Sam Altman says top OpenAI engineers have turned down Meta’s massive offers, but the battle is intensifying
Meta has reportedly offered $100 million signing bonuses to OpenAI engineers in a bold attempt to lure top AI talent. OpenAI CEO Sam Altman revealed the poaching efforts during a podcast with his brother, claiming “giant offers” were made, but none of the company’s “best people” have left—yet.
The recruitment push follows Meta’s $14.3 billion investment in Scale AI and the hiring of its founder, Alexandr Wang, to lead Meta’s new superintelligence unit.
Altman said Meta considers OpenAI its top competitor and is going all-in to catch up in the AI race. “At least so far, none of our best people have decided to take them up on that,” he added.

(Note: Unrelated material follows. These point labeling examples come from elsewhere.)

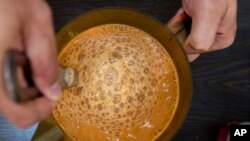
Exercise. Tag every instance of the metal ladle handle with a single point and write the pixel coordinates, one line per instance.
(15, 59)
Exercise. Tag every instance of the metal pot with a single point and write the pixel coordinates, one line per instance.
(165, 35)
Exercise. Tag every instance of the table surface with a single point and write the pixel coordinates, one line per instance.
(221, 79)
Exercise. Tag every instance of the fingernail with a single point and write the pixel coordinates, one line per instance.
(54, 91)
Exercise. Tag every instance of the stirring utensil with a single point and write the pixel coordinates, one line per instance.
(15, 61)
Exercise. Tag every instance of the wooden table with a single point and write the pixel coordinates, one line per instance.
(221, 79)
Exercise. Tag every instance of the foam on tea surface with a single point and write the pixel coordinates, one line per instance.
(127, 87)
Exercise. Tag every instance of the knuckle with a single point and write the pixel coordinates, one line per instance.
(200, 45)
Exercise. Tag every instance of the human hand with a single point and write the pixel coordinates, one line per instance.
(26, 26)
(213, 27)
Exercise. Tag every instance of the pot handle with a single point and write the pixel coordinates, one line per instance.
(180, 25)
(16, 65)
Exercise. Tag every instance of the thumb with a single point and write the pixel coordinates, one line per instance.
(41, 50)
(205, 22)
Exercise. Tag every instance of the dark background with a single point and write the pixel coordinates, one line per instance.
(221, 79)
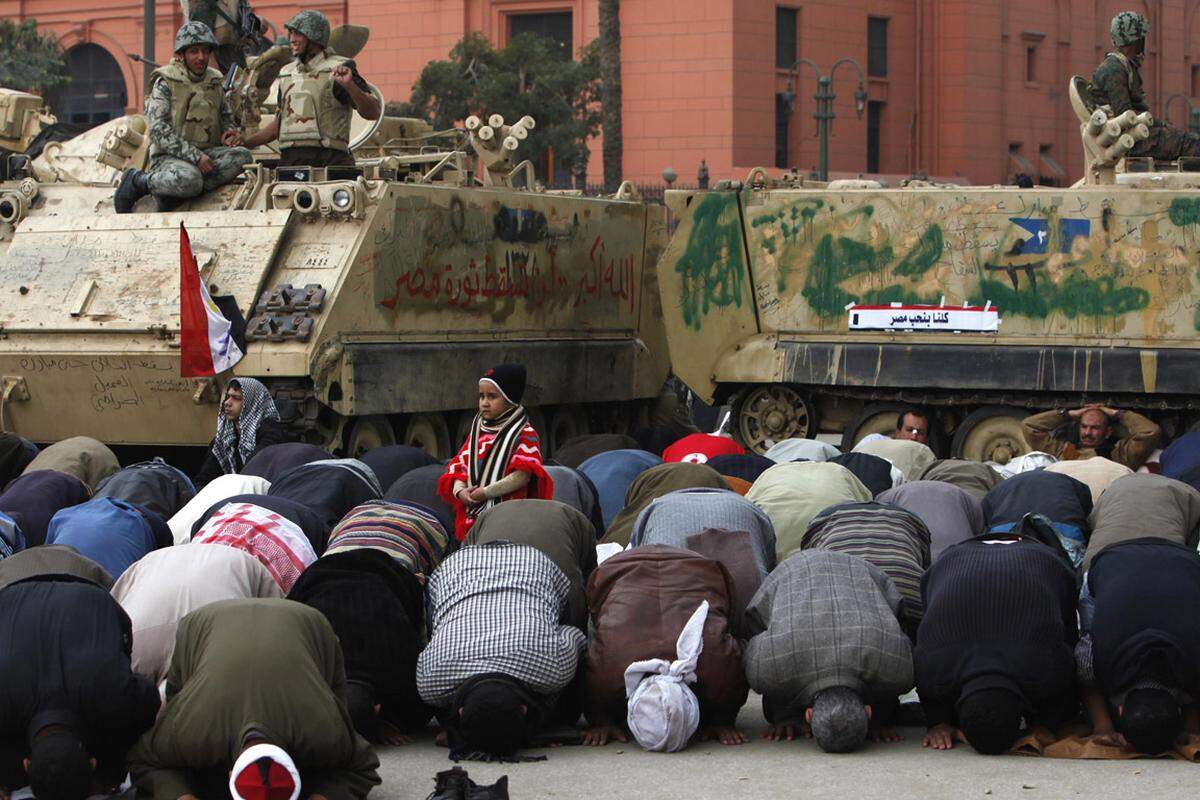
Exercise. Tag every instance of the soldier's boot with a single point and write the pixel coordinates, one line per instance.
(133, 187)
(163, 204)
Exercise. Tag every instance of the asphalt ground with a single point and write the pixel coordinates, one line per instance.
(797, 769)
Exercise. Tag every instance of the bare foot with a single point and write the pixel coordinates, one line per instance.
(600, 734)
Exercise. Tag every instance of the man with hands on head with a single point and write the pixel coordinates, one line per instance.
(1087, 431)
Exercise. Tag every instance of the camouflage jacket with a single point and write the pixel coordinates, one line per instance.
(165, 136)
(1116, 83)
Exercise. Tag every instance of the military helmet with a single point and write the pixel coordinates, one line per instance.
(1128, 26)
(195, 32)
(312, 25)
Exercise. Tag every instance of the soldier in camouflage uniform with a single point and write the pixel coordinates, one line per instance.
(1116, 83)
(195, 145)
(317, 94)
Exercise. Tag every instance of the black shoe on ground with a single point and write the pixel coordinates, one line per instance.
(498, 791)
(451, 785)
(131, 190)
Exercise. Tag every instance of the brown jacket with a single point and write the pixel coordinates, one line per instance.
(640, 601)
(1044, 432)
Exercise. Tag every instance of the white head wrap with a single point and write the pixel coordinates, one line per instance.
(663, 711)
(252, 755)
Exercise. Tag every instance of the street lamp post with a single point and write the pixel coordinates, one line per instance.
(825, 97)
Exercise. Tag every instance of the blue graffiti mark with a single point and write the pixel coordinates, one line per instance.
(1068, 229)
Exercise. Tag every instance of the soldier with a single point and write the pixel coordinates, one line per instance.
(1116, 83)
(316, 95)
(195, 146)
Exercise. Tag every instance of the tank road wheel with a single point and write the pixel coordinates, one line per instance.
(991, 433)
(565, 423)
(876, 417)
(765, 415)
(367, 433)
(430, 433)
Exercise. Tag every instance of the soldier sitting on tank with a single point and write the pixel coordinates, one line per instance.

Meta declined to comment on the report. However, analysts say the compensation reflects how AI’s future hinges on a small number of elite researchers—what some now call “AI athletes.”
“We’re just going to try to copy OpenAI… that basically never works,” Altman said, taking a shot at Meta’s strategy.
“You don’t build a culture of innovation that way.”
This surge in AI hiring offers isn’t isolated. Meta has also reportedly poached Jack Rae, a principal DeepMind researcher, while delaying its own next-gen LLMs.
Meanwhile, Altman highlighted that OpenAI’s mission and culture are what keep talent in place, not just cash: “We have a really special culture, and people are here to build AGI.”
- The AI arms race is accelerating across Silicon Valley.
- OpenAI, Meta, Google, and others are battling not just on models, but for brainpower.
- Analysts warn that as tech giants throw billions into recruitment, the cost of innovation may push talent loyalty and ethics into uncharted waters.
This talent war marks the beginning of a new AI era—one where the biggest check doesn’t always win, but where every hire could tip the scales.